Latvia’s president has proposed a blockade in response to the Balticonnector pipeline leak

If Moscow was behind the damage to the Finland-Estonia gas pipeline, NATO should seriously consider closing the Baltic Sea to Russian shipping, Latvian President Edgars Rinkevics has said.

“I would say that if we see incidents of this kind, then in my understanding NATO should simply close the Baltic Sea to shipping. This can be done,” Rinkevics said in an interview with the Latvian channel TV3 on Thursday evening. His office later clarified that he specifically meant Russian shipping, not all maritime traffic.

Rinkevics noted that this has not been discussed within NATO, because the investigation into the Balticonnector incident is still ongoing, but that a naval blockade is one of the options “on the table.”

“Of course, it is also a question of a whole series of international law of the sea,” he added. Under international law, a naval blockade is considered an act of war.

Balticonnector, the undersea gas pipeline connecting a liquefied natural gas (LNG) import terminal in Finland to Estonia, shut down on October 8 due to a sudden loss of pressure. Finnish President Sauli Niinisto has accused an “external party” of involvement in physical damage to the pipeline, as well as two nearby data cables.

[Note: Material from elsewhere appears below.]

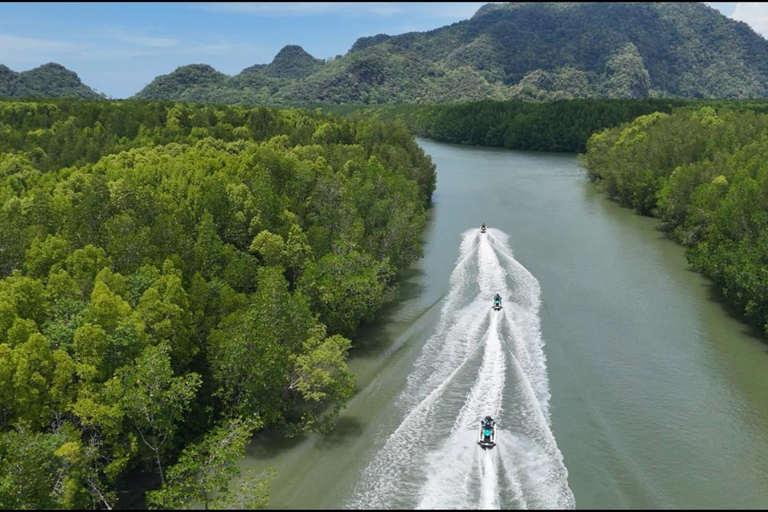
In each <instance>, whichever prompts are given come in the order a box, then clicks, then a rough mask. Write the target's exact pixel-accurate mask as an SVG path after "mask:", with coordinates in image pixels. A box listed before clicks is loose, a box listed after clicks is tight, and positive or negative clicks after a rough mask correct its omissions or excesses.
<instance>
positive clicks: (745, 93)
mask: <svg viewBox="0 0 768 512" xmlns="http://www.w3.org/2000/svg"><path fill="white" fill-rule="evenodd" d="M41 68H43V66H41ZM36 69H40V68H36ZM62 69H63V70H66V68H63V67H62ZM32 71H35V70H31V71H29V72H24V73H31V72H32ZM49 71H52V70H49ZM58 71H59V72H60V73H64V72H63V71H62V70H58ZM66 71H67V72H68V73H71V74H72V75H74V77H75V78H76V77H77V75H76V74H74V73H72V72H69V71H68V70H66ZM24 73H22V74H19V73H15V72H13V71H11V70H9V69H8V68H6V67H4V66H3V67H0V95H17V94H19V91H21V92H26V91H28V90H29V89H30V88H29V87H27V86H25V85H24V83H25V80H26V79H28V78H29V77H28V76H27V77H24V76H22V75H23V74H24ZM49 74H55V73H49ZM32 78H35V76H34V73H33V75H32ZM62 78H64V76H62ZM71 78H72V77H71V76H69V79H70V81H69V82H67V84H66V85H61V86H60V87H58V89H57V90H55V91H51V92H53V93H55V94H62V93H63V92H66V91H67V90H71V91H72V94H71V95H73V96H78V94H80V95H82V94H85V93H86V91H85V90H84V89H82V88H78V87H77V84H75V83H74V82H72V81H71ZM77 80H78V82H79V78H78V79H77ZM37 81H38V82H39V81H40V80H37ZM63 82H66V80H63ZM80 85H82V84H80ZM82 87H87V86H84V85H83V86H82ZM88 89H89V88H88ZM39 91H40V88H37V89H35V92H39ZM766 97H768V41H766V40H765V39H764V38H762V37H761V36H760V35H758V34H757V33H756V32H754V31H753V30H752V29H751V28H750V27H749V26H748V25H747V24H746V23H743V22H740V21H735V20H732V19H730V18H727V17H726V16H724V15H722V14H721V13H720V12H719V11H717V10H715V9H713V8H711V7H709V6H707V5H705V4H703V3H693V2H688V3H682V4H678V3H673V2H653V3H651V2H634V3H618V2H607V3H581V2H563V3H557V2H549V3H528V2H510V3H506V4H503V3H492V4H485V5H482V6H481V7H480V8H479V9H478V10H477V11H476V12H475V14H474V15H473V16H472V17H471V18H469V19H467V20H463V21H459V22H457V23H453V24H451V25H446V26H443V27H439V28H436V29H433V30H430V31H426V32H408V33H404V34H399V35H387V34H376V35H373V36H363V37H360V38H358V39H357V40H356V41H355V42H354V43H353V44H352V46H351V47H350V49H349V51H348V52H347V53H346V54H344V55H341V56H337V57H336V58H333V59H326V60H324V59H318V58H316V57H314V56H312V55H311V54H310V53H309V52H307V51H306V50H305V49H304V48H302V47H301V46H299V45H286V46H284V47H283V48H282V49H281V50H280V51H279V52H278V53H277V54H276V55H275V57H274V59H273V60H272V62H270V63H269V64H255V65H252V66H248V67H246V68H244V69H243V70H242V71H241V72H240V73H238V74H235V75H227V74H224V73H222V72H220V71H217V70H216V69H214V68H213V67H212V66H210V65H208V64H190V65H185V66H179V67H178V68H176V69H175V70H174V71H172V72H170V73H168V74H165V75H159V76H157V77H155V79H153V80H152V81H151V82H150V83H149V84H147V85H146V86H145V87H144V88H143V89H142V90H140V91H139V92H137V93H136V94H135V95H133V96H132V97H131V98H135V99H147V100H172V101H190V102H202V103H224V104H251V105H271V106H290V105H313V104H344V103H351V104H390V103H394V104H397V103H417V104H419V103H456V102H466V101H475V100H483V99H490V100H532V101H552V100H560V99H577V98H628V99H631V98H634V99H640V98H690V99H696V98H713V99H719V98H725V99H728V98H766Z"/></svg>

NATO has so far responded by deploying minesweeper ships and patrol aircraft to the Baltic, to “safeguard undersea infrastructure.”

Closing the Baltic Sea to Russian shipping would essentially blockade Russia’s second-largest commercial port, that of St. Petersburg. It would also cut off Kaliningrad Region from the Russian mainland, as overland traffic through Estonia, Latvia, and Lithuania has already been blocked by an EU embargo tied to the Ukraine conflict.

Meanwhile, investigators from Sweden, Denmark, and Germany are still working on figuring out who blew up the Nord Stream pipelines in September 2022. The natural gas pipeline from Russia to Germany was damaged in a series of underwater explosions that officially remain unsolved.

In February, investigative reporter Seymour Hersh published a bombshell article that accused the US government and Norway of blowing up Nord Stream. The US government has officially denied Hersh’s claims, calling his report “utterly false and complete fiction.”

Shortly thereafter, some US outlets suggested a group of Ukrainians may have done it instead. Ukrainian President Vladimir Zelensky has likewise denied any responsibility for the Nord Stream sabotage.